Chef Gen Mizoguchi revolutionized sushi in Las Vegas when he opened Kabuto on Spring Mountain Road in 2012. Not only was Kabuto’s traditional Tokyo-style edomae exquisitely prepared and served, Mizoguchi used rare fish flown in daily from Japan and delivered a complete package of cuisine, service and atmosphere for a considerably lower price than what’s available in Strip casino restaurants.
Last fall, after leaving Kabuto, the affable sushi master opened Yui Edomae Sushi just a few blocks east. Everything he did at Kabuto is only intensified here: the same unbelievably pristine cuts of fish; the same extravagant yet simple menu; the same small, minimalist setting; the same omotenashi service, translating loosely to “the spirit of selfless hospitality.”
At Yui, Mizoguchi is pushing the experience to its limits, and that includes the addition of an ultimate, upgraded omakase menu ($160) along with the signature eight-course offering ($120) and nigiri-based tasting menu ($68). If you’re into this kinda stuff—if you’re obsessed with the documentary Jiro Dreams of Sushi, for example—the most expensive menu is a must.
It begins with an icy shot of sake Mizoguchi makes himself, aged 13 months. An assortment of tiny bites follows, pickled vegetables and morsels of abalone and tender okra topped with bonito and, on my visit, a tiny crab eaten whole for an exhilaratingly odd, crunchy-briny blast. Then, a simple, blissful soup, perhaps a few chewy cherrystone clams in kombu broth. The sashimi course offers five varieties of raw perfection like fatty and lean cuts of Spanish mackerel, baby eel, A5 Wagyu beef from Japan and an oyster from Seattle.
A small hot plate of grilled items arrives, more decadent A5 plus some of that mackerel, cooked, and some bluefin tuna cheek. The parade of nigiri begins after that, 10 pieces of premium fish fashioned before your eyes on expertly vinegared rice the Yui crew shaves off every day for perfect texture. “That’s my favorite fish of all-time,” Mizoguchi says as he drops a slab of nodoguro, blackthroat sea perch, in front of me, but he has other favorites, like the long-finned bullseye. These are fish we’ve never heard of, let alone tasted, but it’s more about texture. From that crazy crab to these glistening tiles of marinated tuna to the sweet egg omelette (gyoku) that wraps up this course, the variation is artful and astounding. There’s a hand roll, a robata-grilled botan shrimp head and dessert—matcha green tea pudding—before I finish my most memorable meal of the year so far and leave feeling happy, healthy and accomplished.
And lighter, by more than $200, for dinner for one. Therein lies the rub of freshly-grated-on-sharkskin wasabi.
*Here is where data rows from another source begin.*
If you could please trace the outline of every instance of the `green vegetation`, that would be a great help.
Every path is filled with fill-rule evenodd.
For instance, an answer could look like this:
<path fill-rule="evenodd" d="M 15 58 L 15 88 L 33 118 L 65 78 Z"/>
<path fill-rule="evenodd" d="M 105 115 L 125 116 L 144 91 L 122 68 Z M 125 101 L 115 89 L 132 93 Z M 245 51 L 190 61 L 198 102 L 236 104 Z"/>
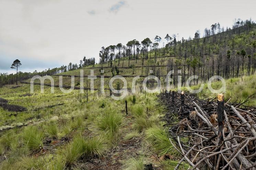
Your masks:
<path fill-rule="evenodd" d="M 44 133 L 37 127 L 32 126 L 26 127 L 21 135 L 23 144 L 31 151 L 38 151 L 43 148 Z"/>
<path fill-rule="evenodd" d="M 159 121 L 159 117 L 164 111 L 159 106 L 156 107 L 159 104 L 155 101 L 156 94 L 145 93 L 141 85 L 144 78 L 142 77 L 136 82 L 135 94 L 129 92 L 123 99 L 115 100 L 110 97 L 109 80 L 118 75 L 148 75 L 151 70 L 162 84 L 166 85 L 166 77 L 161 75 L 166 75 L 170 68 L 175 68 L 181 69 L 182 76 L 186 78 L 194 74 L 202 75 L 198 81 L 191 82 L 191 85 L 194 85 L 192 88 L 197 89 L 208 78 L 219 73 L 230 78 L 226 80 L 226 101 L 231 98 L 230 102 L 238 100 L 244 102 L 245 105 L 255 106 L 256 98 L 253 95 L 256 93 L 256 76 L 252 73 L 255 71 L 253 67 L 256 61 L 253 54 L 251 53 L 251 47 L 245 47 L 248 44 L 254 48 L 255 30 L 252 27 L 247 31 L 246 26 L 237 27 L 233 30 L 236 32 L 239 28 L 243 29 L 239 34 L 228 30 L 210 36 L 208 32 L 205 37 L 200 38 L 199 35 L 195 34 L 193 39 L 187 40 L 177 41 L 175 37 L 167 36 L 166 39 L 173 44 L 160 48 L 159 36 L 156 37 L 154 44 L 145 38 L 142 42 L 143 50 L 137 52 L 134 49 L 137 46 L 139 48 L 140 44 L 133 40 L 128 42 L 128 49 L 124 50 L 123 53 L 124 47 L 121 44 L 117 45 L 119 52 L 121 51 L 120 54 L 115 53 L 115 56 L 111 54 L 115 52 L 114 46 L 102 49 L 101 58 L 104 62 L 99 64 L 85 59 L 80 65 L 71 63 L 66 68 L 62 67 L 63 71 L 58 71 L 56 68 L 41 73 L 42 75 L 47 72 L 48 75 L 57 74 L 53 76 L 57 84 L 60 75 L 79 76 L 82 69 L 84 75 L 87 75 L 92 69 L 94 75 L 107 77 L 104 94 L 99 90 L 99 77 L 94 81 L 97 89 L 90 92 L 88 96 L 80 94 L 78 89 L 64 94 L 56 87 L 54 93 L 52 94 L 51 88 L 46 85 L 44 93 L 41 93 L 40 86 L 37 85 L 34 85 L 34 93 L 30 94 L 30 84 L 20 83 L 20 86 L 16 86 L 10 84 L 14 82 L 7 81 L 4 84 L 9 84 L 0 89 L 1 98 L 8 100 L 10 104 L 25 107 L 27 110 L 16 112 L 0 108 L 2 113 L 0 114 L 0 130 L 2 131 L 0 132 L 0 169 L 90 169 L 95 168 L 95 162 L 102 162 L 104 166 L 127 170 L 145 169 L 148 165 L 159 169 L 173 169 L 181 156 L 170 142 L 172 139 L 168 135 L 168 127 L 163 126 L 164 123 Z M 151 44 L 152 50 L 146 50 Z M 115 61 L 110 58 L 106 60 L 103 57 L 116 56 Z M 230 65 L 227 62 L 229 60 L 231 60 Z M 223 63 L 218 65 L 218 61 L 222 60 Z M 243 68 L 238 68 L 237 64 L 241 65 L 242 62 Z M 64 71 L 67 68 L 69 71 Z M 104 74 L 100 72 L 101 68 L 104 70 Z M 249 73 L 249 76 L 242 76 Z M 13 75 L 11 78 L 15 75 Z M 173 77 L 175 78 L 176 75 Z M 133 78 L 126 77 L 129 92 Z M 71 85 L 70 77 L 64 76 L 63 80 L 64 85 Z M 85 80 L 86 82 L 87 78 Z M 30 80 L 26 81 L 29 82 Z M 182 83 L 184 86 L 185 82 Z M 47 80 L 45 83 L 50 82 Z M 176 87 L 175 83 L 172 84 L 172 88 Z M 115 81 L 114 84 L 116 89 L 123 86 L 121 81 Z M 75 78 L 75 84 L 76 87 L 80 87 L 79 77 Z M 211 84 L 215 89 L 221 85 L 220 82 Z M 149 81 L 147 85 L 155 87 L 156 83 Z M 209 92 L 205 84 L 199 95 L 202 98 L 215 97 L 215 94 Z M 247 100 L 249 97 L 250 100 Z M 188 168 L 184 163 L 180 169 Z"/>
Kabuto, by most accounts as stellar as ever, offers menu options of $48, $80 and $120, along with some à la carte possibilities. If you seek out a similar—not the same, but close—experience at the Strip’s finest sushi houses, it’ll hit you in the wallet about as hard as Yui.
The thing that sets it apart is Mizoguchi, who lives and breathes sushi and service. It’s not his job, it’s his purpose and passion. If you’re into this kinda stuff, it’s worth it. But if you want the meal I had, go early and make sure you sit at the bar.
Yui Edomae Sushi 3460 Arville St. #HS, 702-202-2408. Monday-Saturday, 6-10:30 p.m.